After the Transocean settlement Thursday, BP was quick to claim partial vindication. "Today's settlement between Transocean and the United States underscores what every official investigation has found: that the Deepwater Horizon accident resulted from multiple causes, involving multiple parties," said Geoff Morrell, a BP spokesman.

Yet the two companies have met with strikingly different fates. After 2½ years, Transocean has yet to face any felony charges at the personal or corporate level.

As part of its settlement on Thursday, Transocean admitted that the members of its crew aboard the Deepwater Horizon, under the direction of BP's site leaders, were negligent in failing to fully follow up on signs that the Macondo well was not secure.

"Transocean's agreement to plead guilty to a federal crime, and to pay a total of $1.4 billion in criminal and civil penalties, appropriately reflects its role in the Deepwater Horizon disaster," said Lanny Breuer, assistant attorney general for the Justice Department's Criminal Division.

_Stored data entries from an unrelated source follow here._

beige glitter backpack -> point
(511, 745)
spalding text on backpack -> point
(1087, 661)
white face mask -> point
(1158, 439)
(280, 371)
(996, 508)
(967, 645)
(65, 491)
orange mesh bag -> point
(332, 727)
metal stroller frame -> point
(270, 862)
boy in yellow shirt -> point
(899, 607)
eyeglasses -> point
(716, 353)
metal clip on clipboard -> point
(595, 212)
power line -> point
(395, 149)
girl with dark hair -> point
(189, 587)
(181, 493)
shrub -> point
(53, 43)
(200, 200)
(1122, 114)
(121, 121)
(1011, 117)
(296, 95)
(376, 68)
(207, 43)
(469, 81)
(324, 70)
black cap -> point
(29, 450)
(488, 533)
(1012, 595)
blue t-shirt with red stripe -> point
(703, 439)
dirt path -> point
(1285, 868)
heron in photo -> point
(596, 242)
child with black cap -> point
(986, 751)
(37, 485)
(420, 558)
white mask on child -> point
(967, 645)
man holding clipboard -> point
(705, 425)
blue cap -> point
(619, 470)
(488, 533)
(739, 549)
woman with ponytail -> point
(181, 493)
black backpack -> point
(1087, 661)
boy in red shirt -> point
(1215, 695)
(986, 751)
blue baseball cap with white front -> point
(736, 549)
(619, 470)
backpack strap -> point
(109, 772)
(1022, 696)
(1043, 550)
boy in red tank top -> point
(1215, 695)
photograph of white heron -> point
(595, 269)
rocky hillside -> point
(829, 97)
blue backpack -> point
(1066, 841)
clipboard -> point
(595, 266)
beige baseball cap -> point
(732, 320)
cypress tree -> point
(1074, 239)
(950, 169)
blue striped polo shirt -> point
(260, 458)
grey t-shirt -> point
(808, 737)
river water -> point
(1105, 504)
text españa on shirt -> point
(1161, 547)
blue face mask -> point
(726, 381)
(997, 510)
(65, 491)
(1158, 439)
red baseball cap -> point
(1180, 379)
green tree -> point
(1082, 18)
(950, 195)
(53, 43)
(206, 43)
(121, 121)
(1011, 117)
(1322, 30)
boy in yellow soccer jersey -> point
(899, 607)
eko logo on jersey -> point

BP, by contrast, has pleaded guilty at the corporate level to 11 felony counts of "seaman's manslaughter," one felony count of obstruction of Congress, one misdemeanor count under the Clean Water Act and one misdemeanor count under the Migratory Bird Treaty Act.

Two BP site leaders aboard the rig at the time, Robert Kaluza and Donald Vidrine, were separately indicted by a New Orleans grand jury in November on multiple felony counts of manslaughter. A BP executive, David Rainey, has been charged with misleading a congressional subcommittee about the well's flow rate. All three have pleaded not guilty.

BP also faces Clean Water Act civil fines that could total $5 billion or nearly $20 billion, depending on whether the company is found to be guilty of gross negligence or willful misconduct. And the company recently won approval from a federal judge for a $7.8 billion settlement with people and businesses affected by the spill.

It took 87 days to cap the Macondo well, which sits 80 km southeast of Louisiana. All told, 780 million liters of oil spilled out, washing up on beaches, marshes and fishing grounds.

The Justice Department did not offer comment on the third company involved at the drilling site, Halliburton, which was in charge of cementing and monitoring the Macondo well. In a September regulatory filing, Halliburton said its actions were still under examination.

Transocean stocks jumped more than 7 percent after the news. The company had said in September that it had discussed a $1.5 billion settlement with the Justice Department and that it had reserved $2 billion related to claims related to the spill.